We’ll want to kick off the project with a one-day session to explain the process to follow and get all the team members in alignment. This session will involve discussion of strategies for understanding the market as well as an introduction to buyers and their product “journeys.”
Innovation team becomes product team
Converting an innovation project into a product requires looking beyond the technology. The Under10 planning canvas is one tool you can use; there are other canvases that help formalize your product, promotion, sales, and operational decisions.
Once an innovation becomes a product—ie., those project that ultimately get launched—you’ll want to evolve to a more traditional product team orientation. This team may be comprised of the members of the original innovation team but you’ll likely need to supplement or re-staff the team with additional expertise.
- Formalize your innovation method with retrospectives at every step of the process. We want a process that fosters creative thought and out-of-the-box thinking.
- You’ll want to inventory the areas where your innovation team members need additional training and coaching.

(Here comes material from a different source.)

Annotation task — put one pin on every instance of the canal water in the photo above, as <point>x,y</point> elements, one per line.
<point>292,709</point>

- Consider turning innovation teams into product teams. You’ll need to supplement those teams with a “production” mindset. Explore a product canvas approach to ensure that the product is completely supported across the organization.
- You’ll want to avoid the appearance that your innovation team is the company’s only group of creative thinkers. Ideally, there should be competition for inclusion in future innovation teams.
- Start building a skills inventory of your employees with emphasis on the problems they have solved in the past. This inventory becomes an official data source for new talent instead of hallway conversations.
Before you can build a product playbook, you'll need a method for ideation and a team with the bandwidth to look at problems in a new way.
How are you instilling innovative thinking on your team?